This house located at San Jose, California just has to be one of the world’s most strangest structures ever. From the outside, it appears to be a Victorian-inspired mansion surrounded by a beautiful garden. Its interiors, however, are entirely shrouded in mystery.
The house originally belonged to Sarah Winchester, widow of William Wirt Winchester. The 7-story mansion has more than 160 rooms and it is filled with many architectural oddities – from stairs that lead to ceilings or walls, to doors that lead to steep drops, to blind chimneys, and many others.
Why is that the case, you may ask?
Well according to history, Sarah Winchester never stopped building the house since she acquired it.

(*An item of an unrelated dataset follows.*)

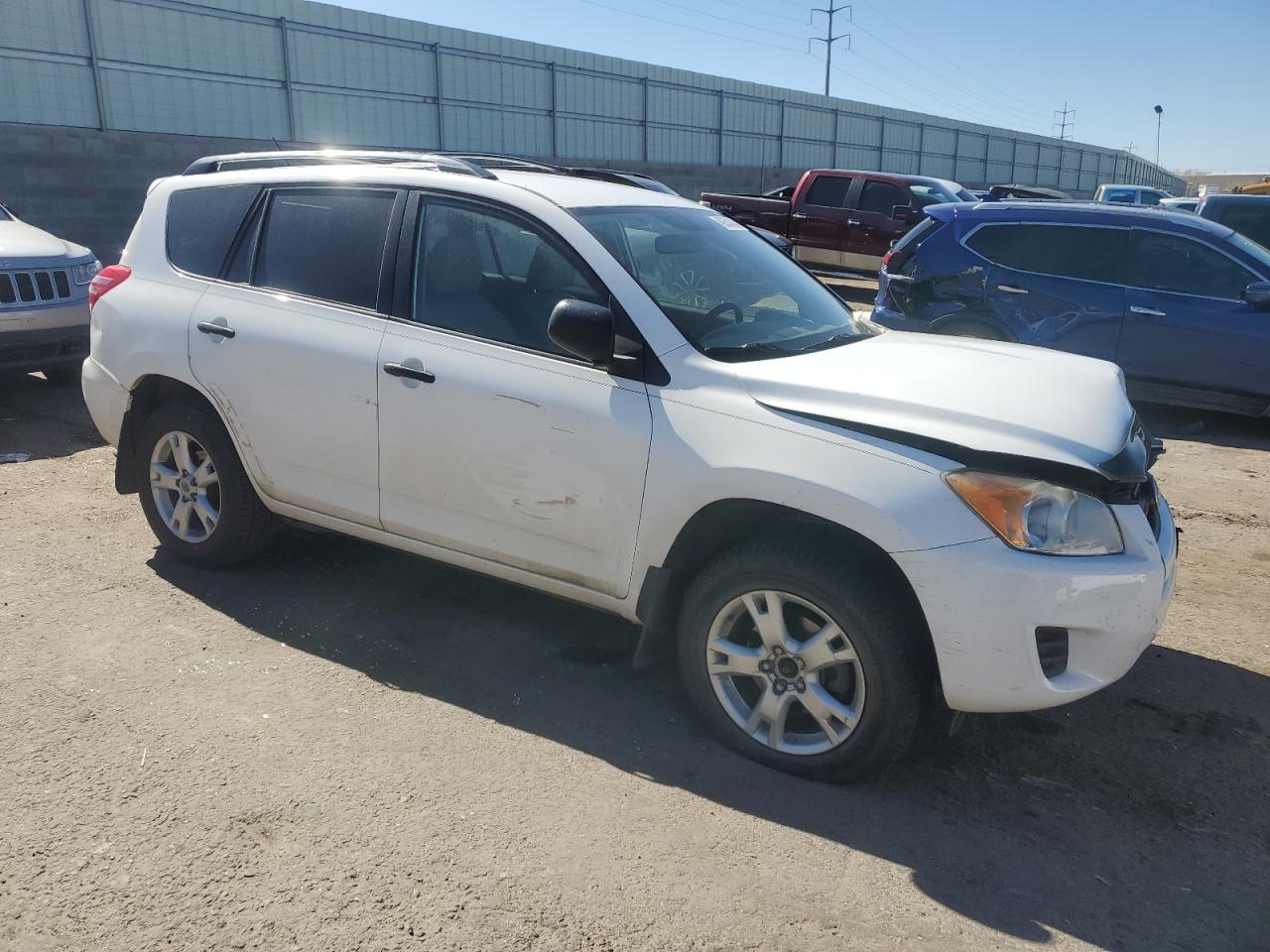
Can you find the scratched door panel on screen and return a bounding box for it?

In fact, it was always under construction for an entire 38 years.
It all began when William Wirt Winchester died in 1881.
This eventually left Sarah with a massive fortune of more than $20 million along with about 59% stake in Winchester’s gun company which means she had an income of at least $1,000 a day.
Obviously, that was a huge amount of wealth but that did not make Sarah happy. 15 years before that, she lost her infant daughter as well. She never recovered from the tragedy and William’s death eventually added more pain.
Later on, Sarah decided to consult a psychic medium and she was told that their family was being haunted by ghosts of people who died to rifles manufactured by William’s company. This resulted to, according to the medium, the deaths of William and their child.
To thwart the ghosts, Sarah was then advised to move west, build a big house, and never stop building it.
So she left New Haven, Connecticut and headed to San Jose where she purchased a property.
The widow never consulted any architect and didn’t have any master plan for the house, except for a few sketches she showed the foreman.
As a result, the house is filled with doors and stairs that lead to nowhere and many other bizarre architectural decisions.
Theories tell us that Sarah did this to confuse and trap the ghosts, although it is also possible that she simply looked for a never-ending hobby to help her deal with sadness.
Construction was always ongoing until Sarah died in her sleep on September 5, 1922. It is estimated that she spent $5.5 million building the house and has since been known as the ‘Mystery House.’